Hah?! Kau mau menyalahkan aku karena membunuh Linda, ‘kan!?”
“Yasami, maafkan
aku, tapi bukan begini caranya, kau berniat untuk membunuhku? Jangan begini,
kita selesaikan ini secara damai.”
Yasami menolak
permintaan maaf dari Ryan “Terlambat! Lagipula ini saatnya bagi dirimu untuk
mati!”
Steven berlari menemui
Yasami dan Ryan “Hei! Taruh pistol itu!”
“Tapi dia
benar-benar brengsek! Dia putuskan aku! Dia yang membunuh Linda! Padahal
sebenarnya dia yang menuduh aku yang membunuh Linda! Dia yang membunuh Linda,
maka dia harus mati!” teriak Yasami.
Wanita tersebut
menjawab “Tidak, dia belum waktunya untuk mati, kau juga mencuri racun itu,
maka kau harus bayar.”
“Diam, wanita
tua! Aku akan bunuh kau lebih dulu! Kau benar, Linda memang pantas untuk mati!
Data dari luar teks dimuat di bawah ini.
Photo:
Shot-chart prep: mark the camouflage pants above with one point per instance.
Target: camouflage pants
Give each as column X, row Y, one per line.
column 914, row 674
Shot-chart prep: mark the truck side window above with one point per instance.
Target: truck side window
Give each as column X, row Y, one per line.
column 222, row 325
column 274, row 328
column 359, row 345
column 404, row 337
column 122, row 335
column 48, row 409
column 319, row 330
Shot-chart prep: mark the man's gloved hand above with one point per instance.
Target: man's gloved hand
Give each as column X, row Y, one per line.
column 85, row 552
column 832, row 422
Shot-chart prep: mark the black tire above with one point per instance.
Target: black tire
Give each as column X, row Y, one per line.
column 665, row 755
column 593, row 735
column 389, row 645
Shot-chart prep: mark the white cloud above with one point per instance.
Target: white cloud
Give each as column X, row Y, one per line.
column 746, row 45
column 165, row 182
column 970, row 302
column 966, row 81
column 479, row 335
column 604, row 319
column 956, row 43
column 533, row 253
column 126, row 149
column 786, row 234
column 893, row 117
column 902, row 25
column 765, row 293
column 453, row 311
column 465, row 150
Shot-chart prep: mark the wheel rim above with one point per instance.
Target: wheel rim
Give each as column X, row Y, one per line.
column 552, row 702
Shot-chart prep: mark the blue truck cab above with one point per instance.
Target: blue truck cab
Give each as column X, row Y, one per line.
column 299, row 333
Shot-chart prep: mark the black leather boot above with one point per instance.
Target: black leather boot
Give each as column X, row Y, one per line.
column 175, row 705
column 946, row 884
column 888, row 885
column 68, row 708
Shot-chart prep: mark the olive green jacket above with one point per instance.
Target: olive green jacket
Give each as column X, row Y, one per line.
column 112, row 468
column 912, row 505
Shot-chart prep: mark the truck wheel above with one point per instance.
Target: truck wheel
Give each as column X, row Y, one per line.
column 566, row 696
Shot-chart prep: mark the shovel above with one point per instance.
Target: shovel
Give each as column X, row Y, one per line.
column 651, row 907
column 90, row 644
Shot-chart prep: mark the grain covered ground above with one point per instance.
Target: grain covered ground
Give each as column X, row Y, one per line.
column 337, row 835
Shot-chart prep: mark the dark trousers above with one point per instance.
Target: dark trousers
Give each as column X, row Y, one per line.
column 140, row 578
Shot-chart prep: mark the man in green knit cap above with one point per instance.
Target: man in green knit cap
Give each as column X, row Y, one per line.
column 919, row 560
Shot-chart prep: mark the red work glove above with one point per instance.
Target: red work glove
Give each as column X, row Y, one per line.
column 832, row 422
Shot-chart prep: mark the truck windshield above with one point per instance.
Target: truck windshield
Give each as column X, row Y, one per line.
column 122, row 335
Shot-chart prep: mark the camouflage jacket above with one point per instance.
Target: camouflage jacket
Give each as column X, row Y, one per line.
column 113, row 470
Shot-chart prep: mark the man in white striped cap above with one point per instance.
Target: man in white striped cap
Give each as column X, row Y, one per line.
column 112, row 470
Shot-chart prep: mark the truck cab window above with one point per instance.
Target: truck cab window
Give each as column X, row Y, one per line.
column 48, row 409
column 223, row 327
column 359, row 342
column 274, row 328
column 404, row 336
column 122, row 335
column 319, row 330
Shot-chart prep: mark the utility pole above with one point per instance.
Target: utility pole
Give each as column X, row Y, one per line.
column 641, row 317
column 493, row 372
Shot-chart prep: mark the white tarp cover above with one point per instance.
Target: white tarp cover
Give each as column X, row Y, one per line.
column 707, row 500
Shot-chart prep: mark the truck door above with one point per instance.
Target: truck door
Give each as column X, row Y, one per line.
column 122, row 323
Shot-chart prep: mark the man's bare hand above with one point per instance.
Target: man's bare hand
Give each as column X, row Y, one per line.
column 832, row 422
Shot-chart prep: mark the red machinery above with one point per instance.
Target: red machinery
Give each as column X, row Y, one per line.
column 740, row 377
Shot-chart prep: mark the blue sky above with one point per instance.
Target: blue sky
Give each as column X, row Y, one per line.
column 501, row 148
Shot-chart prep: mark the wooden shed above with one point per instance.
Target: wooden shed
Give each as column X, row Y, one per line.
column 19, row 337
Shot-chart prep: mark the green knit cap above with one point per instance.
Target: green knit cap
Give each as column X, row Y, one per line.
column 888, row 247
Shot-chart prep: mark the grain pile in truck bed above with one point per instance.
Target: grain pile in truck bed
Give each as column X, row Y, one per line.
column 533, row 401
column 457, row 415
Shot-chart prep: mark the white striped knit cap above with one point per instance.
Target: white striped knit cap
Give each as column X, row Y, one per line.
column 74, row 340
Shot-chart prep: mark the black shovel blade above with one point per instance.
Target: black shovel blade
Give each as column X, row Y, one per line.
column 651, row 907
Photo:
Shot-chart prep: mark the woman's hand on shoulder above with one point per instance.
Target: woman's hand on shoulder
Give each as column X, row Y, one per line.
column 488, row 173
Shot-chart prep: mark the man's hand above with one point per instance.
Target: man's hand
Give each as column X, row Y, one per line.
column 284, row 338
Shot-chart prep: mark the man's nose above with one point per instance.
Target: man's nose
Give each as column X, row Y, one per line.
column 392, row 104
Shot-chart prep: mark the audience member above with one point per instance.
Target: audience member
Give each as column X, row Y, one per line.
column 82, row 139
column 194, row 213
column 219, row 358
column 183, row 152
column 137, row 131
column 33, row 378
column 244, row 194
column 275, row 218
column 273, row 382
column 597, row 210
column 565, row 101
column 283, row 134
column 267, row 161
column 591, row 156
Dia yang mencuri gaun itu hanya untuk membuat Ryan terkesan! Kau juga harus
mati, tak peduli aku akan senang atau tidak!”
“Yasami, jangan!
Kita selesaikan ini baik-baik.” ucap Ryan.
“Diam! Atau kau
akan kubunuh terlebih dahulu!!” teriak Yasami.
Wanita pemilik
butik itu mengatakan “Sebenarnya bukan dia yang membunuh Linda, tapi sebenarnya
kau yang melakukannya, setelah kau tahu bahwa Linda mencuri gaun itu dariku,
kau mengambil pistol sebelum malam pesta dansa berlangsung, lalu kau
membunuhnya di samping sekolah.”
“Diam! Bukan aku
yang membunuh dia! Bukan aku!” teriak Yasami, ia pun dengan tidak ragu
mengarahkan pistolnya ke arah wanita tersebut “Wanita buta yang tolol, karena
kau mengatakan hal itu, maka kau harus mati!” Tapi saat ia akan menembak,
tangannya mendadak lumpuh, ia pun kaget mengapa hal tersebut bisa terjadi
“Kenapa ini? Tanganku! Tanganku!”
“Kau mencuri
racun itu, maka kau harus bayar.” ucap wanita tua tersebut.
Tangan kanan
Yasami mulai mengeluarkan darah yang sangat banyak, ia pun mulai menjerit
karena tersiksa rasa sakit yang dialami.
“Hentikan!” teriak
Steven “Aku tahu dia mencuri racun itu, tapi setidaknya dia masih punya
kesempatan untuk hidup, tapi dia harus menebus hidupnya di jalur hukum.”
Yasami pun mulai
menangis dan mengucapkan “Maafkan aku, maafkan aku, aku benar-benar iri dengan
Linda, dia bisa mendapat cowok ganteng yang merupakan mantanku! Ryan, maafkan
aku, aku bisa mengatakan yang sebenarnya bahwa aku membunuh Linda. Sebelumnya
aku menuduhnya telah mencuri gaun merah itu. Aku berkata kalau aku tidak ingin
melihat dia lagi bersama Ryan, aku menembaknya saat ia berlari.” Yasami menatap
Ryan “Maafkan aku, aku hanya ingin kita bersama lagi.”
“Terlambat,
Yasami. Ternyata aku sudah salah menilaimu.” Ryan langsung pergi menuruni
tangga.
“Tidak! Ryan!
Maafkan aku! Maafkan aku!!” teriak Yasami.
***
Yasami akhirnya
ditangkap polisi saat keluar dari butik tersebut sambil terlihat menyesali
perbuatannya, ia menyesal telah membunuh Linda karena kecemburuannya, ia pun
dimasukkan ke mobil polisi yang diparkirkan tepat di depan butik tersebut.
Sementara Ryan
merasa lega dan terlihat merenung mengapa ia memutuskan Yasami dan berpaling
kepada Linda, tapi ia juga tidak bisa memaafkan Yasami, ia pun pergi
meninggalkan butik tersebut.
Steven dan Greg
memandang wanita tunanetra tersebut hanya untuk menerima ucapan terimakasih
darinya telah membuktikan bahwa “semuanya harus bayar”, mereka keluar dari
butik tersebut dan memandang Yasami berada di dalam mobil polisi, dan mereka
tidak melihat Ryan sama sekali setelah keluar.
Steven segera
pamit kepada Greg dan menaiki sepeda motornya, ia pun berangkat meninggalkan
butik tersebut menuju rumahnya.
Sesampai di
rumahnya, Steven memarkirkan sepeda motornya di garasi, ia membuka pintu rumah.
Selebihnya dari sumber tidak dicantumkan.